21
de janeiro de 2015 | N° 18049
DAVID
COIMBRA
O lado bom do
bullying
Lá
no IAPI tinha uma guria que chamávamos de Zero Hora, por ser muito fofoqueira.
Outro, de tão magricela, virou o Languiça. E tinha também o Meia Longa, mas
esse não sei qual a razão do apelido, só sei que o chamávamos de Meia Longa
exatamente porque ele ficava furioso com isso.
Meia
Longa era o personagem de uma propaganda de caderneta de poupança. Aparecia um
coelho cantando: “Eu sou o Meia Longa, coelho muito sabido...”.
O
nosso Meia Longa morava no térreo. Era um baita dum negão, mais velho do que
nós e muito brabo. Nós íamos para a frente da janela dele e começávamos a
cantar: “Eeeeeeu sou o Meia Longa, coelho muito sabido...”. Em um segundo, o
negão voava porta afora, bufando e rosnando. Nós saíamos em debandada, às
gargalhadas.
O
Languiça e a Zero também não gostavam de ser chamados de Languiça e Zero. O
Languiça não partia para a briga porque era magrinho, mas ficava emburrado. E a
Zero nos xingava com palavrões que envergonhariam a Geral do Grêmio.
O
bom da brincadeira, evidentemente, era a irritação deles. Todos nós gozávamos
uns dos outros todo o tempo, mas uma sacanagem só “pegava” quando o alvo se
importava. Porque o objetivo de qualquer gozação é atingir o ego do outro. O
cara se leva a sério? Tanto melhor: a gozação vai puxá-lo cá para baixo.
Isso
não foi ruim. Ao contrário. O bullying, às vezes, exerce o saudável efeito da
derrota no esporte: faz suas vítimas mais resistentes, menos manhosas, ensina a
suportar com bom humor as contingências da vida. As tantas contingências da
vida.
O
sentimento de ofensa é egoico. Você se sente ofendido na medida do seu ego.

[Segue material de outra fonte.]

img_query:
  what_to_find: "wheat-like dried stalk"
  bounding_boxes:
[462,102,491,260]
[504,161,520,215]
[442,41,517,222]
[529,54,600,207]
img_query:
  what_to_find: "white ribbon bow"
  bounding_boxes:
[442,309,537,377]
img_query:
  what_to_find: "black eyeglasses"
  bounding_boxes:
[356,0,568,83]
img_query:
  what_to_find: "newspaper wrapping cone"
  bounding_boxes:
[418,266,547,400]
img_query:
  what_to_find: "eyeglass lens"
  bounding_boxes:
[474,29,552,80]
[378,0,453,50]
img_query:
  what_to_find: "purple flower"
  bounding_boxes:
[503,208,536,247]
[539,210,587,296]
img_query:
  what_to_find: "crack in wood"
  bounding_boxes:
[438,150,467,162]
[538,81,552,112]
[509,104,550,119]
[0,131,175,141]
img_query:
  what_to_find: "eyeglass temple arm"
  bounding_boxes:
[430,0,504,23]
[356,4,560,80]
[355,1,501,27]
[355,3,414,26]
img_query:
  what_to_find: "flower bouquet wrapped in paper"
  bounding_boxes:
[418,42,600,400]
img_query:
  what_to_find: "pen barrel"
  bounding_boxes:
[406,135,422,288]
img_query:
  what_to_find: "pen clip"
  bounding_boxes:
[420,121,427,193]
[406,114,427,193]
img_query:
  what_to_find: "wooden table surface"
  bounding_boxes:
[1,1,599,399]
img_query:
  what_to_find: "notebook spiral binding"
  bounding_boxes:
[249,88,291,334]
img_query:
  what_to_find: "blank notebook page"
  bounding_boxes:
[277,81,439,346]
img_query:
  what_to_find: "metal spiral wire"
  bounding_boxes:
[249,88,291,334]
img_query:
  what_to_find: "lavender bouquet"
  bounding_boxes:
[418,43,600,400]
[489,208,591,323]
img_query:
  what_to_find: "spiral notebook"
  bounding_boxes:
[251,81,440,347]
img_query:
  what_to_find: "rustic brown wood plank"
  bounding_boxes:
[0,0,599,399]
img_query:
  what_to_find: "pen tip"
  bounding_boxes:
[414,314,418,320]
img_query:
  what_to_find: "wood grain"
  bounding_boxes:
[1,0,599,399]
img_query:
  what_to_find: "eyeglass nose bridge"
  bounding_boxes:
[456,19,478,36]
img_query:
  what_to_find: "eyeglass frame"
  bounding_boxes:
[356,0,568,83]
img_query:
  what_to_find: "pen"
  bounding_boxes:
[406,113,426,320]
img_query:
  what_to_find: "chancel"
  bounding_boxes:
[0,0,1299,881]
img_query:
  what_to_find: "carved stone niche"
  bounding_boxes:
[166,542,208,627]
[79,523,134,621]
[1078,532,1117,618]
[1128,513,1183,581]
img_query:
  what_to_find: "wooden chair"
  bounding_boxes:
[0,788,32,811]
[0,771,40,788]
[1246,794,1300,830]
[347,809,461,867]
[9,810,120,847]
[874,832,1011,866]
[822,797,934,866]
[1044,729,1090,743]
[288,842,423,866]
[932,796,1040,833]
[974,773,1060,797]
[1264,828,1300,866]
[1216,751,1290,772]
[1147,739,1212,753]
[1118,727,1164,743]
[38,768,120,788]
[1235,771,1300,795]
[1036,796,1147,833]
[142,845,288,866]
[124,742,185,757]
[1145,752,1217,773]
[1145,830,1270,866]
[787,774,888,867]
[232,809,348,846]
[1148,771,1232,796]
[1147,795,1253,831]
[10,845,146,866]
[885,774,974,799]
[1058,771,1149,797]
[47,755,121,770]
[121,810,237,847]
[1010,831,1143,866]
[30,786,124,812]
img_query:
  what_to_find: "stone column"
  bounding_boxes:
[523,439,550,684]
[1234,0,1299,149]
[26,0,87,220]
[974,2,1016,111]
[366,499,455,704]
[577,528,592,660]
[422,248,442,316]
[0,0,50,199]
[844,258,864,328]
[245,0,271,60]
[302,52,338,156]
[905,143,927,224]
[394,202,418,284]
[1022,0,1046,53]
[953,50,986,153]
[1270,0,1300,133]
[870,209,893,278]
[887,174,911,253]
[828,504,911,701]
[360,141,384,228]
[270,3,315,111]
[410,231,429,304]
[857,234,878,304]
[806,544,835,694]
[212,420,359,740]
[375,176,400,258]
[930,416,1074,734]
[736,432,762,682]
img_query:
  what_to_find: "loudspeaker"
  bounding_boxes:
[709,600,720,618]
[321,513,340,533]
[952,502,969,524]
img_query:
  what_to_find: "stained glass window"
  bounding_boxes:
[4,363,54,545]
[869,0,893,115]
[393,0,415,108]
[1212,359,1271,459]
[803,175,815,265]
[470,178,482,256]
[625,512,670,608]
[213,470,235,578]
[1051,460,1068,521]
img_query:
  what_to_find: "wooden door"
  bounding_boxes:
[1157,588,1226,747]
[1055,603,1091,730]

Grandes egos, grandes ofensas. As pessoas andam mais suscetíveis, hoje em dia,
porque seus egos estão mais estufados.
Estava
assistindo às manifestações do mundo islâmico contra o Charlie Hebdo. Não são
alguns poucos radicais. Não. São milhões dispostos a matar e morrer, matando e
morrendo. Por quê? Porque para eles foi feita uma ofensa contra DEUS. O que
pode ser mais importante do que Deus? E se eles se consideram o povo de Deus,
do verdadeiro Deus, se eles se sentem assim importantes, a dimensão que alcança
essa injúria é tão grande, que nela cabe toda a areia do Saara.
Os
islamitas têm sua causa, resumida numa frase: “Alá é o único Deus e Maomé é o
seu Profeta”. Uma causa pode dar sentido a uma vida, pode cevar um ego. Seu ego
pode ser alimentado pela sua causa, seja ela religiosa, humanitária ou ideológica,
seu ego pode ser alimentado pela sua noção de “honra” ou de “dignidade” ou de
“macheza” ou até de que você é vítima do mundo injusto. Combater o bom combate
justifica uma vida. Mas é preciso encontrar um inimigo. Aquele ali combate os
poderosos, as desigualdades, ele é o paladino dos oprimidos. Ele é o Bom. Ele
vê um preconceito e já saca da espada da Justiça, bradando: “Não passarão!”.
Quando
você se bate em nome da sua causa, bate-se em nome do seu ego. Por isso, tantas
pessoas chamando os outros de imbecis nas redes sociais, por isso as
depredações, as agressões, por isso tantos dispostos a matar e morrer. É coisa
muito séria essa gente que se leva a sério.